“Who is this woman?” said Sir Halbert Glendinning, somewhat sternly, “and what does she want?”
“That you know me not,” said the matron, “signifies little; I come by your own order, to give my free consent that the stripling, Roland Graeme, return to your service; and, having said so, I cumber you no longer with my presence. Peace be with you!” She turned to go away, but was stopped by inquiries of Sir Halbert Glendinning.
“Who are you?—what are you?—and why do you not await to make me answer?”
“I was,” she replied, “while yet I belonged to the world, a matron of no vulgar name; now I am Magdalen, a poor pilgrimer, for the sake of Holy Kirk.”

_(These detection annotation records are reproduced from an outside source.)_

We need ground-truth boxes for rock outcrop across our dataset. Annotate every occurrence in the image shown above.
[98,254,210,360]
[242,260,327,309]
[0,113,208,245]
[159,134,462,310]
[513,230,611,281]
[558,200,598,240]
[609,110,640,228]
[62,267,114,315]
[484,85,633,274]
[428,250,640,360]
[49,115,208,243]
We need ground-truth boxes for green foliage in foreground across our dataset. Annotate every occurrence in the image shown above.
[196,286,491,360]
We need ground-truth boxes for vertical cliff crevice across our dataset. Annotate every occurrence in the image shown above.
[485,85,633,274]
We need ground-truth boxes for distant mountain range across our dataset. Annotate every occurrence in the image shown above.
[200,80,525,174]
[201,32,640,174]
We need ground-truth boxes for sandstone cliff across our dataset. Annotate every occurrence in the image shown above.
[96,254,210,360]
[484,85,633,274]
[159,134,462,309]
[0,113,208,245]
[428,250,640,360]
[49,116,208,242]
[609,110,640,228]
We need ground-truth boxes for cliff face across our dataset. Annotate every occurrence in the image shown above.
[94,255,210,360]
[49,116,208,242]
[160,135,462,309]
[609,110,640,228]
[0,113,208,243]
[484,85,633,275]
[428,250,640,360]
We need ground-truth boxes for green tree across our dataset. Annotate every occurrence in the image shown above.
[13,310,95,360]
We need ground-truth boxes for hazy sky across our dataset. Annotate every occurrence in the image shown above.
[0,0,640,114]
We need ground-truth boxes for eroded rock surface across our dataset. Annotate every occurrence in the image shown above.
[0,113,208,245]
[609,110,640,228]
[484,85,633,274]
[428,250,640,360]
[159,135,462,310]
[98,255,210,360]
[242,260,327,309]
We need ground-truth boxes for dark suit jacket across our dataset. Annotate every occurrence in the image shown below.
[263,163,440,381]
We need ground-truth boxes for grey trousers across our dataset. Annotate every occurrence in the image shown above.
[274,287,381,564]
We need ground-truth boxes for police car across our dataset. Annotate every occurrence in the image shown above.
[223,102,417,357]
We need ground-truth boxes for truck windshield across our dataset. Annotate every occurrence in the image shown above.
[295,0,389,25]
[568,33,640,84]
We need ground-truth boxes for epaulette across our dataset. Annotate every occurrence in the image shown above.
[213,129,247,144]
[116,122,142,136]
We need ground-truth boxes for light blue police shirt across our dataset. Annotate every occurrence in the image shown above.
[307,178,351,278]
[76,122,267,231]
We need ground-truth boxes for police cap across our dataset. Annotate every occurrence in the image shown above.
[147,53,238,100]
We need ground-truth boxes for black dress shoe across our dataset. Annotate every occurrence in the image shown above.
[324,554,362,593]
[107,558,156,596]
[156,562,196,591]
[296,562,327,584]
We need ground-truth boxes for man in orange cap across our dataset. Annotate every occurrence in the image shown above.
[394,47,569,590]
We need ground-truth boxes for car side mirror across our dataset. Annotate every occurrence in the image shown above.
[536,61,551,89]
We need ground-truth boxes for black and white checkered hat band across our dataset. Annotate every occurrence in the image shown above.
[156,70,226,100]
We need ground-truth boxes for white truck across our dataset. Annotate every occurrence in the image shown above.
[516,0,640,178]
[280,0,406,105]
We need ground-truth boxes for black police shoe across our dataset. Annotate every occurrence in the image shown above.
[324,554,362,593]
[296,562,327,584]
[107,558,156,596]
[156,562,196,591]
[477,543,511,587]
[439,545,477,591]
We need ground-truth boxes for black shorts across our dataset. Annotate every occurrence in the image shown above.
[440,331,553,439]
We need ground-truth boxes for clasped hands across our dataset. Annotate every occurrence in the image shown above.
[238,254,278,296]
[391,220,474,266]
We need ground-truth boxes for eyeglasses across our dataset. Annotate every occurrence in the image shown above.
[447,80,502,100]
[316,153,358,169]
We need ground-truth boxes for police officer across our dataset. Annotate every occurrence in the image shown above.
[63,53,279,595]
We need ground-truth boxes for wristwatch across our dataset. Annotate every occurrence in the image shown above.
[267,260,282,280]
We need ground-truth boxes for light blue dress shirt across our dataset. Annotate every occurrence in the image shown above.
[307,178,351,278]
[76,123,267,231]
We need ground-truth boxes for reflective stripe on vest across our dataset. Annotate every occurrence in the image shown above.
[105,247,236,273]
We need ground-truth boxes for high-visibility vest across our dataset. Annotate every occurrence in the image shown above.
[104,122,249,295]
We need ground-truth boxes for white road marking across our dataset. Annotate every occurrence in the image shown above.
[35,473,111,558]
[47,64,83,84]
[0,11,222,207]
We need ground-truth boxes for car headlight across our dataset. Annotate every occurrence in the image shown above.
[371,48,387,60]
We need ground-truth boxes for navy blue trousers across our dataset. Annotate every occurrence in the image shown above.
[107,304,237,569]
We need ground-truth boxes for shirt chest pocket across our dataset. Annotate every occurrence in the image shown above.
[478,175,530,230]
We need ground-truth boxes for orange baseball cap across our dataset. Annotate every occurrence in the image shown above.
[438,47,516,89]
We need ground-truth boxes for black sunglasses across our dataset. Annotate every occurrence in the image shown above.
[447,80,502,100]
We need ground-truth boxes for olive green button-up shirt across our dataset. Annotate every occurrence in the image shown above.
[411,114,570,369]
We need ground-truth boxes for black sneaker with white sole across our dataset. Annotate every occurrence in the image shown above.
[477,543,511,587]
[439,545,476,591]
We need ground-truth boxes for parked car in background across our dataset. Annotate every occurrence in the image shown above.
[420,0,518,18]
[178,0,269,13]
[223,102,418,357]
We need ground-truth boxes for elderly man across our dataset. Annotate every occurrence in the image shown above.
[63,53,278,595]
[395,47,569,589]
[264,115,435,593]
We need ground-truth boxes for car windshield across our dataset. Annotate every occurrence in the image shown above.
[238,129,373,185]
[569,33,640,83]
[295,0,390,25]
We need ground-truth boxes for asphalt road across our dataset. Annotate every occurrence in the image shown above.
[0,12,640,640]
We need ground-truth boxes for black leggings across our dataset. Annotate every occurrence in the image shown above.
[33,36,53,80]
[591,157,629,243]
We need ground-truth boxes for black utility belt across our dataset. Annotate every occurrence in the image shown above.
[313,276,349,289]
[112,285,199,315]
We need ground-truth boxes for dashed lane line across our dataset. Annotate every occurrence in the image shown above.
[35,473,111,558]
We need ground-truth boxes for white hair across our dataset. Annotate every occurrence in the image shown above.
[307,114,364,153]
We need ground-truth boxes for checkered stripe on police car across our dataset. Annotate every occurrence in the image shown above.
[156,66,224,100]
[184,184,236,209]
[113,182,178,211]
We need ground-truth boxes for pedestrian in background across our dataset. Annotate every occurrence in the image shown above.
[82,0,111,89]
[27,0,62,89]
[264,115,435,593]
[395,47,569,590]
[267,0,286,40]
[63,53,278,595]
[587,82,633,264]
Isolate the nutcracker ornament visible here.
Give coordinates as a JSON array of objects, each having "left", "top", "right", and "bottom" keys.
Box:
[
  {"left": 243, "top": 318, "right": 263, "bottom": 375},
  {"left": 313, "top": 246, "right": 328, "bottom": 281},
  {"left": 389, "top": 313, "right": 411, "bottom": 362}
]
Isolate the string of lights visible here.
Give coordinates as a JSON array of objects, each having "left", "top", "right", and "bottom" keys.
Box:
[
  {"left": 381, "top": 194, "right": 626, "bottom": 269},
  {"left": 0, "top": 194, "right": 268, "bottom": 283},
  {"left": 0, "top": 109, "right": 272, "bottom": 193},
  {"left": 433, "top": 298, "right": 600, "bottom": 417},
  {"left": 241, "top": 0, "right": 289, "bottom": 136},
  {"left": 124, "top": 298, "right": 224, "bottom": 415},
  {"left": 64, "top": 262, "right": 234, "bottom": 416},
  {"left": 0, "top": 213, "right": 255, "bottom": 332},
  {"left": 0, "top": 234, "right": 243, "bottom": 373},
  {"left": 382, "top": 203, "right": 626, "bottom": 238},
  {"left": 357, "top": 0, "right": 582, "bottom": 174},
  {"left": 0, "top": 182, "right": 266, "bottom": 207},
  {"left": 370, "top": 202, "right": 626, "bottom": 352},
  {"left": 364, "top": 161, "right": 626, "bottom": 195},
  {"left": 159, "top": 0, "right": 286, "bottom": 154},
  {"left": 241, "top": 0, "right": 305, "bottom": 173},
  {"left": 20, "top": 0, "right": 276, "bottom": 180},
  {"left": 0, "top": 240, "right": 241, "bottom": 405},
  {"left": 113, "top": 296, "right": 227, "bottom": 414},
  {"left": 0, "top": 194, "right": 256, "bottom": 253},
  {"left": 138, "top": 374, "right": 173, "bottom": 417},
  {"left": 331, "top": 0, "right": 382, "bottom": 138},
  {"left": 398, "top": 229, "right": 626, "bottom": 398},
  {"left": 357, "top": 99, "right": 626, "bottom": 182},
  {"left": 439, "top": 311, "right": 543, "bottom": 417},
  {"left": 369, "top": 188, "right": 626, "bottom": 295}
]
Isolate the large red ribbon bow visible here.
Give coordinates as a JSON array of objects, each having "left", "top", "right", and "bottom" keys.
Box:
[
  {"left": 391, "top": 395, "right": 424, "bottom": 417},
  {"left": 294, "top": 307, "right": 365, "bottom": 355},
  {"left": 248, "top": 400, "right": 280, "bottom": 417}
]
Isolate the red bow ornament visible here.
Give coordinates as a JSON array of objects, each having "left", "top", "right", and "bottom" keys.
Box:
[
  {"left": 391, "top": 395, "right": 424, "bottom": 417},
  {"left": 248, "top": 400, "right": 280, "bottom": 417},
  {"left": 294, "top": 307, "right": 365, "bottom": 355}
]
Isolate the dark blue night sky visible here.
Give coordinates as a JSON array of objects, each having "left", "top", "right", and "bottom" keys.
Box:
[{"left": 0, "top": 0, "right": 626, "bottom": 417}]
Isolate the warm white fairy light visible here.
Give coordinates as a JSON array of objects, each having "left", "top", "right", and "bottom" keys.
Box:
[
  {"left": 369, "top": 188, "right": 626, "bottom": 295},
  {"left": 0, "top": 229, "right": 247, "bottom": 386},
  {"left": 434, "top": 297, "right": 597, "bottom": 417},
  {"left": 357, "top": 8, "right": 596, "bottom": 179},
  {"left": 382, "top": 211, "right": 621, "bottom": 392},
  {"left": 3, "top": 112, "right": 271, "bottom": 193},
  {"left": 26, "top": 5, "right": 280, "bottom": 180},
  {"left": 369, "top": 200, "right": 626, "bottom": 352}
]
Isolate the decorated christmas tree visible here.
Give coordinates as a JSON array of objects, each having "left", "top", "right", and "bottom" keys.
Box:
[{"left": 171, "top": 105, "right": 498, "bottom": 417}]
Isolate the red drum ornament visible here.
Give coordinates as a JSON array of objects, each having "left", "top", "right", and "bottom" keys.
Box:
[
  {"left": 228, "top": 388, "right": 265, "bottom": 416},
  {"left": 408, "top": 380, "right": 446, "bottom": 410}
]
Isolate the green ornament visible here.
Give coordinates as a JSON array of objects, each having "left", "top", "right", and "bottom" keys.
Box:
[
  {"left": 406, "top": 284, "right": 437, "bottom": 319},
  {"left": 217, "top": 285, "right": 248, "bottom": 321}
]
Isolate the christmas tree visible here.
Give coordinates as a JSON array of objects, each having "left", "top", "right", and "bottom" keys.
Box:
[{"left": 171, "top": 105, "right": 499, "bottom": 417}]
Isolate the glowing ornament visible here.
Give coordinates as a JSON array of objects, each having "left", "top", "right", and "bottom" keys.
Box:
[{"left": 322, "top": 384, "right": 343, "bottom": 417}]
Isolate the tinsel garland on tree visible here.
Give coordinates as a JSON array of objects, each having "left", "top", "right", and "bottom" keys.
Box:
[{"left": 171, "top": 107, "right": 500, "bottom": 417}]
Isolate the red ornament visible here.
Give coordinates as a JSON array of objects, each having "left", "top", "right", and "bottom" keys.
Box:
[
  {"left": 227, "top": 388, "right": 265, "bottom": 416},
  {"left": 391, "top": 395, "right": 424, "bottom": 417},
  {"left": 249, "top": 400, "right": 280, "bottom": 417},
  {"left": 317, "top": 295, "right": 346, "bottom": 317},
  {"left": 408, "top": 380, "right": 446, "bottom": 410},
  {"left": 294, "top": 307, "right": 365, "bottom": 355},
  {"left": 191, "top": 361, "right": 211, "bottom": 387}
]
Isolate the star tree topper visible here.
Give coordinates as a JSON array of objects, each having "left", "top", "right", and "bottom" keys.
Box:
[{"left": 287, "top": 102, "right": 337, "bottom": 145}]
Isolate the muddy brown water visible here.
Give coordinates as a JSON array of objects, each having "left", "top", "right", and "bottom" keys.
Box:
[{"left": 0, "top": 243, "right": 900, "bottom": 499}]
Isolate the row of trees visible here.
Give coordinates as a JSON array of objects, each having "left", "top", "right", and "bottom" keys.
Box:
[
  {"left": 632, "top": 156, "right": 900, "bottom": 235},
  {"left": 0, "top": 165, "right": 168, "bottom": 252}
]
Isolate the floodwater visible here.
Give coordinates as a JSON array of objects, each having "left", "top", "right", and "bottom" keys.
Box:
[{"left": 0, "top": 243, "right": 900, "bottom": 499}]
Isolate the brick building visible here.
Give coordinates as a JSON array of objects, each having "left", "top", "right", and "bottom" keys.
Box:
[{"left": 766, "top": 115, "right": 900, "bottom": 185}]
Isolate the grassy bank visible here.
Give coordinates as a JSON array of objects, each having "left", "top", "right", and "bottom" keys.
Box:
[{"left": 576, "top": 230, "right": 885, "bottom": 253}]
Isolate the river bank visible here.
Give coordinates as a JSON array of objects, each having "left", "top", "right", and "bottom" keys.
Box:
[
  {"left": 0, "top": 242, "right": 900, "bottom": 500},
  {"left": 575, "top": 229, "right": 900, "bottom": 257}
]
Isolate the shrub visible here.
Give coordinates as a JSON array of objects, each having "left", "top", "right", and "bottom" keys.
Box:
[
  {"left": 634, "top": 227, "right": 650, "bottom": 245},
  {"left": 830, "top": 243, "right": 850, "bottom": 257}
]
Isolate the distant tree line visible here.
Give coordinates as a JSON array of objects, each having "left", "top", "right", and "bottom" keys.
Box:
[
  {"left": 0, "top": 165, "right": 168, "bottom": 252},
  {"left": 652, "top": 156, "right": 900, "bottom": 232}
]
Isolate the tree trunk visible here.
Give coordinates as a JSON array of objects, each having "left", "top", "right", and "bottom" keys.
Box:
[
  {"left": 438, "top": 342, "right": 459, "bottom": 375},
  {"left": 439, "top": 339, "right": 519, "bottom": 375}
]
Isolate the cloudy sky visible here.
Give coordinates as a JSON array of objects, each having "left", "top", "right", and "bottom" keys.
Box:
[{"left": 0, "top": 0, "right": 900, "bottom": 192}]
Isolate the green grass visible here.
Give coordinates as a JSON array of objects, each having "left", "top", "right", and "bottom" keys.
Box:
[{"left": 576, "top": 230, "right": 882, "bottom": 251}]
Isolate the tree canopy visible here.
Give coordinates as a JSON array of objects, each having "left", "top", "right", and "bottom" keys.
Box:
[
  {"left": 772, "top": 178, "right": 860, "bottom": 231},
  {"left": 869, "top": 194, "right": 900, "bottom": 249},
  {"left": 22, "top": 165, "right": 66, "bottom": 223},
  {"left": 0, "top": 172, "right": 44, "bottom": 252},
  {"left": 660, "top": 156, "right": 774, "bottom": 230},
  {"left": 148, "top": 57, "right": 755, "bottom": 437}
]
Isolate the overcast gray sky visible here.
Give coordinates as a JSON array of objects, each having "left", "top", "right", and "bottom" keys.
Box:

“Yea,” said Sir Halbert, “art thou a Catholic? I thought my dame said that Roland Graeme came of reformed kin.'
“His father,” said the matron, “was a heretic, or rather one who regarded neither orthodoxy or heresy—neither the temple of the church or of antichrist. I, too, for the sins of the times make sinners, have seemed to conform to your unhallowed rites—but I had my dispensation and my absolution.”
“You see, brother,” said Sir Halbert, with a smile of meaning towards his brother, “that we accuse you not altogether without grounds of mental equivocation.”
“My brother, you do us injustice,” replied the Abbot; “this woman, as her bearing may of itself warrant you, is not in her perfect mind. Thanks, I must needs say, to the persecution of your marauding barons, and of your latitudinarian clergy.”
“I will not dispute the point,” said Sir Halbert; “the evils of the time are unhappily so numerous, that both churches may divide them, and have enow to spare.” So saying, he leaned from the window of the apartment, and winded his bugle.
“Why do you sound your horn, my brother?” said the Abbot; “we have spent but few minutes together.”